What is time blocking and how to do it

time blocking

Your guide to time blocking, the simplest way to improve productivity

The simplest and most obvious answer to getting more productive is effective time management. However, choosing the right time management technique and committing to it may sound challenging. It shouldn’t be—in this post, we’ll tell you about time blocking, an easy (in our opinion, the easiest) way to better organize your time, the benefits of time blocking, and some of the digital tools you can use for time blocking.

What time blocking is?

Time blocking is a method of time management that is based on dividing the daily schedule into blocks of time dedicated to specific tasks or activities. The concept has been widely popularized in the wake of the Pomodoro technique (which alternates focused work with short breaks) and is now experiencing a revival thanks to a plethora of digital planners and viral trends on social media

A to-do list, even when created for each particular day, leaves a lot of wiggle room: people can get to the planned tasks when they feel like it, which is often accompanied by procrastination. By contrast, time blocking lets you prioritize your to-dos in advance and put them on a timeline with regard to how much time they’re supposed to take. 

With a time-blocked schedule, you won’t need to choose what to focus on throughout the day, as this choice will already be predefined and visualized for you.

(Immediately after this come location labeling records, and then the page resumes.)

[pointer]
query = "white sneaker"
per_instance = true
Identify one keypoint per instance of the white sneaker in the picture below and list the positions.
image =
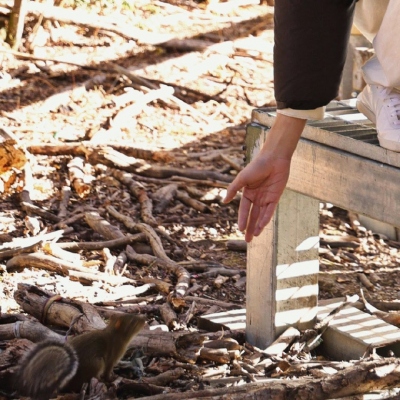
(381, 105)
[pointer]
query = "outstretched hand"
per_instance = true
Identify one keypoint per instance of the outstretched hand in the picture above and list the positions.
(264, 179)
(263, 182)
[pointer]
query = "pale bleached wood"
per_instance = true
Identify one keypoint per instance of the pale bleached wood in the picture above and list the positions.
(282, 263)
(317, 133)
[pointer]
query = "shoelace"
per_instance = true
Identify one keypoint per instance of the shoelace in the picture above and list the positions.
(392, 100)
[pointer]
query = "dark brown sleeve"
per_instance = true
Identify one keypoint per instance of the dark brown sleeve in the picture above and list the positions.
(311, 39)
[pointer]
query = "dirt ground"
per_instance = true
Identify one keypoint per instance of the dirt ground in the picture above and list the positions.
(174, 108)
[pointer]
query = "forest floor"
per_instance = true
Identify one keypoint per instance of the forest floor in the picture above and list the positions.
(110, 124)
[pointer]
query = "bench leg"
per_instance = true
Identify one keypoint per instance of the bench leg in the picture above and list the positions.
(282, 264)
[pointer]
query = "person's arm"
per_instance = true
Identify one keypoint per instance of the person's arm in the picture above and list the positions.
(311, 38)
(265, 177)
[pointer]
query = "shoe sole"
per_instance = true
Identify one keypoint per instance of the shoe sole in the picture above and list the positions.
(387, 144)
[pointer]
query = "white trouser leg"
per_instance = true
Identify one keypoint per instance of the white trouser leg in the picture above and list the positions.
(379, 22)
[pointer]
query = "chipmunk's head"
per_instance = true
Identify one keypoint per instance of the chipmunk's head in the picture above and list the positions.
(126, 324)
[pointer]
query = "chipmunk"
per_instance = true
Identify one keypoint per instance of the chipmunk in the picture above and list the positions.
(52, 365)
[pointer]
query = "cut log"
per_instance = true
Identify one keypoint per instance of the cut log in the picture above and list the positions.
(11, 156)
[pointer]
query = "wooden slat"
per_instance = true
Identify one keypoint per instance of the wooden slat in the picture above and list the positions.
(346, 180)
(366, 148)
(282, 264)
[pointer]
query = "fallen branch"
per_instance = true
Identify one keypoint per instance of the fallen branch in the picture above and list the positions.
(361, 378)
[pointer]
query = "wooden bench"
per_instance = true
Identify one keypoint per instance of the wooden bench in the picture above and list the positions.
(338, 160)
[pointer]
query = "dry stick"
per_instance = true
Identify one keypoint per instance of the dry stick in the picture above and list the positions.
(76, 177)
(204, 182)
(160, 258)
(31, 241)
(212, 302)
(357, 379)
(161, 286)
(195, 204)
(81, 149)
(55, 250)
(92, 20)
(164, 196)
(322, 326)
(103, 227)
(14, 252)
(68, 221)
(183, 277)
(138, 190)
(50, 263)
(169, 316)
(26, 202)
(120, 263)
(169, 99)
(230, 162)
(65, 196)
(123, 241)
(150, 233)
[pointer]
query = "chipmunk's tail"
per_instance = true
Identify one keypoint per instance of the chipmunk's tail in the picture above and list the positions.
(48, 367)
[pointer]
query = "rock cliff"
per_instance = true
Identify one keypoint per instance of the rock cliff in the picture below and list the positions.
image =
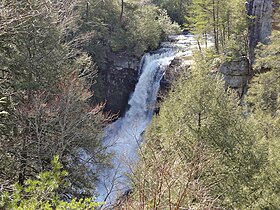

This technique can help you combine the “necessary evils” of meetings and chores with the really important stuff, taking the stress out of planning.

Different approaches to the time blocking method

There are several noteworthy time blocking techniques people practice to organize their schedule:

  • Task batching. This technique means grouping similar tasks that you might do throughout the day into a single block. For instance, emails are a common productivity bottleneck, with workers checking their inbox 15 times per day on average. If you dedicate a particular time slot for emails and hold on to it, you’ll save tons of time and mental energy.
  • Day theming. You can build a weekly plan by centering each day around a particular activity (and dividing it into smaller blocks). This method can be especially relevant for people who juggle multiple projects or jobs, as well as for students that can dedicate each day to a different subject or studying activity.
  • Energy-based planning. Your mood and energy level heavily impacts how you follow your plan so it makes sense to place the most challenging tasks in the time slots when your energy is high (for instance, evenings, if you’re a night owl) and less tedious activities when you’re low on energy.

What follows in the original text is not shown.